The Labor Department recently requested in-formation from the 401(k) industry on brokerage windows, signaling that it may be ready to pursue rules that would clearly address the responsibilities of plan sponsors and advisers as to these retirement plan options.

Brokerage windows, or self-directed brokerage accounts, allow participants in a 401(k) plan to go beyond the menu of mutual funds, target date funds and money market funds that most plans offer. Those who select these accounts can theoretically invest in any financial product in the marketplace, including stocks, bonds — even options — although most employers limit choices.

Inherent in the idea of a self-directed brokerage account is that the plan participant is now taking on much more responsibility for his or her investment decisions. Some welcome that but others are not so sure.

FIDUCIARY ROLE

Among the questions the DOL is asking the public to comment on are whether fiduciary or disclosure rules should apply to these accounts, whether they are being monitored by plan fiduciaries and whether the fiduciaries even have access to information on the investments workers are choosing.

Clearly, the DOL is concerned that these accounts might backfire on the investors who use them.

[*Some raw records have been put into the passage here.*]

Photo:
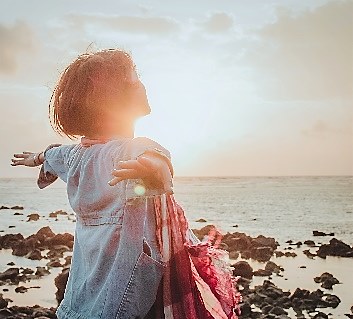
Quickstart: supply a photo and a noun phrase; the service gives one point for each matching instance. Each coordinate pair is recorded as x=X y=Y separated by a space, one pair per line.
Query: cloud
x=322 y=129
x=15 y=41
x=127 y=23
x=308 y=55
x=219 y=22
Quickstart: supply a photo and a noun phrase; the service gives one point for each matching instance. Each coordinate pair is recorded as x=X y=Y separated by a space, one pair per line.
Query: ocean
x=281 y=207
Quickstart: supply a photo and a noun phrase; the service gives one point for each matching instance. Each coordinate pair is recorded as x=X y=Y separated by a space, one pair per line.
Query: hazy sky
x=236 y=87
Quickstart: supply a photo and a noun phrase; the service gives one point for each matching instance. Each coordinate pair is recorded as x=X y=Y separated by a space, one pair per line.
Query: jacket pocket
x=141 y=291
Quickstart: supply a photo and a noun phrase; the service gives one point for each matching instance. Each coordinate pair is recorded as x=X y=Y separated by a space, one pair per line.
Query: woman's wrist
x=38 y=158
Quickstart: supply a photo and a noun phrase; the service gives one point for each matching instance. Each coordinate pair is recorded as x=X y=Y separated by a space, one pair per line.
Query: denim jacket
x=116 y=266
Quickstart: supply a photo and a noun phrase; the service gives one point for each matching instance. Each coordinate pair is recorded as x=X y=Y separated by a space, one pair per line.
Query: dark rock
x=35 y=255
x=327 y=280
x=320 y=315
x=42 y=271
x=309 y=243
x=278 y=311
x=17 y=207
x=335 y=248
x=309 y=254
x=262 y=253
x=60 y=239
x=21 y=289
x=10 y=273
x=3 y=302
x=54 y=263
x=245 y=309
x=320 y=233
x=273 y=267
x=33 y=217
x=233 y=255
x=27 y=271
x=243 y=269
x=9 y=240
x=262 y=273
x=330 y=301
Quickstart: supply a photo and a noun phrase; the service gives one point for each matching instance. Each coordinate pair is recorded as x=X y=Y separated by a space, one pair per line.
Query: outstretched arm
x=153 y=167
x=29 y=159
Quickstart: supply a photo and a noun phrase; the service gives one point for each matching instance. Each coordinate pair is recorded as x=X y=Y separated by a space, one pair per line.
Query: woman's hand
x=29 y=159
x=152 y=169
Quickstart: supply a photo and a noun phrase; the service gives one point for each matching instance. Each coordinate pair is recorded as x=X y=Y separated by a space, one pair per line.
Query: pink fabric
x=198 y=282
x=87 y=142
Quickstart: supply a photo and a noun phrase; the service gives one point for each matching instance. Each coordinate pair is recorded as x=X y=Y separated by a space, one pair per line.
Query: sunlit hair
x=88 y=86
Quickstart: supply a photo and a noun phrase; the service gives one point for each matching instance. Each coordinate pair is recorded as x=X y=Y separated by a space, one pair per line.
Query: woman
x=134 y=255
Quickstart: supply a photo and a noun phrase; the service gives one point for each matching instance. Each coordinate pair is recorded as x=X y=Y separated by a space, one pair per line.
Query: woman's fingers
x=17 y=162
x=22 y=155
x=115 y=181
x=131 y=164
x=149 y=164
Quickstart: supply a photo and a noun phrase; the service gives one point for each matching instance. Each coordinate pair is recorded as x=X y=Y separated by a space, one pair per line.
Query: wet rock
x=233 y=255
x=320 y=315
x=9 y=240
x=60 y=239
x=42 y=271
x=56 y=213
x=44 y=232
x=273 y=267
x=309 y=243
x=10 y=273
x=330 y=301
x=54 y=263
x=335 y=248
x=33 y=216
x=21 y=289
x=60 y=283
x=243 y=269
x=67 y=261
x=327 y=280
x=27 y=271
x=320 y=233
x=3 y=302
x=17 y=207
x=262 y=253
x=278 y=311
x=309 y=254
x=262 y=273
x=34 y=255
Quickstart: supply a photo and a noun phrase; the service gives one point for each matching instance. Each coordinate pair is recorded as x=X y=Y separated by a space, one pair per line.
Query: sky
x=237 y=88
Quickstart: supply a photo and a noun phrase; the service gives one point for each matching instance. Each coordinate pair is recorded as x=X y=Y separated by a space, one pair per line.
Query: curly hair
x=89 y=85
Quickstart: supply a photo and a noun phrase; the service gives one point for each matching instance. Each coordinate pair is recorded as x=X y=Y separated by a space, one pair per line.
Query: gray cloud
x=219 y=22
x=14 y=41
x=127 y=23
x=307 y=55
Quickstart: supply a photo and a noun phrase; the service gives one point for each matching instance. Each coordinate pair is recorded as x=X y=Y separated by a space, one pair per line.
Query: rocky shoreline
x=261 y=301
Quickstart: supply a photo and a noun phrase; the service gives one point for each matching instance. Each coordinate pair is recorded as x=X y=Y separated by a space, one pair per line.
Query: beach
x=272 y=226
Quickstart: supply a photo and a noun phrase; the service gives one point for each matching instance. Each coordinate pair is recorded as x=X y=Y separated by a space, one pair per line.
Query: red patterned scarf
x=198 y=282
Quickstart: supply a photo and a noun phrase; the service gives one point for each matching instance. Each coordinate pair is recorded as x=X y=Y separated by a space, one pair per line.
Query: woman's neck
x=125 y=130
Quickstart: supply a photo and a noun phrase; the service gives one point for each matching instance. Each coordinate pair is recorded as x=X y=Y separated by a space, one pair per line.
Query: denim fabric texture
x=116 y=266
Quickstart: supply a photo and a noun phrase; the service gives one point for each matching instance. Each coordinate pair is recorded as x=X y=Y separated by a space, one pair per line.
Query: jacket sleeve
x=136 y=188
x=55 y=164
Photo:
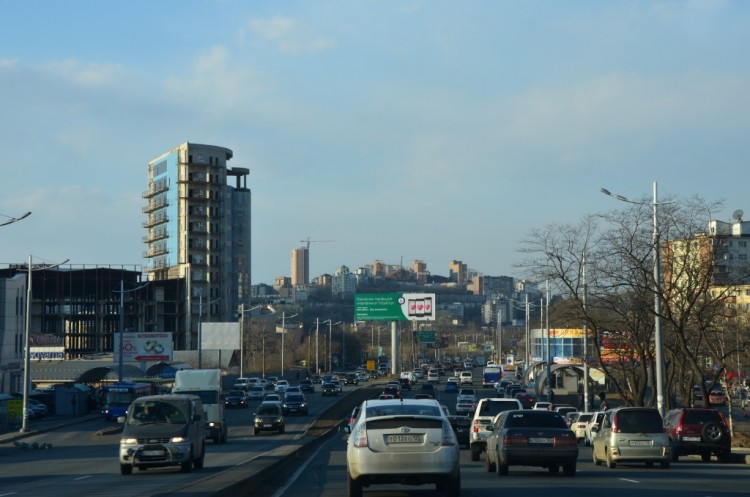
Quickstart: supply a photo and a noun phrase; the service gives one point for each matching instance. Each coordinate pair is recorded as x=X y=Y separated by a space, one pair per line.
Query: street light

Instead of helping employees gain the maximum performance out of their retirement dollars, workers could end up with large losses if they choose the wrong investments. That is precisely why many advisers in the retirement space don’t recommend brokerage windows. They are concerned that most employees simply do not have the expertise to choose their own investments, especially in an account as important to their future as a 401(k).

If the DOL ends up issuing rules regarding brokerage windows, plan sponsors are rightly worried that they could be held accountable for the decisions of workers, even though they had little control over their investment options.

Plan advisers need to make sure they and the plan sponsors with whom they are working take advantage of the opportunity to have their voices heard on this matter. Once rules are promulgated, it will be too late to complain.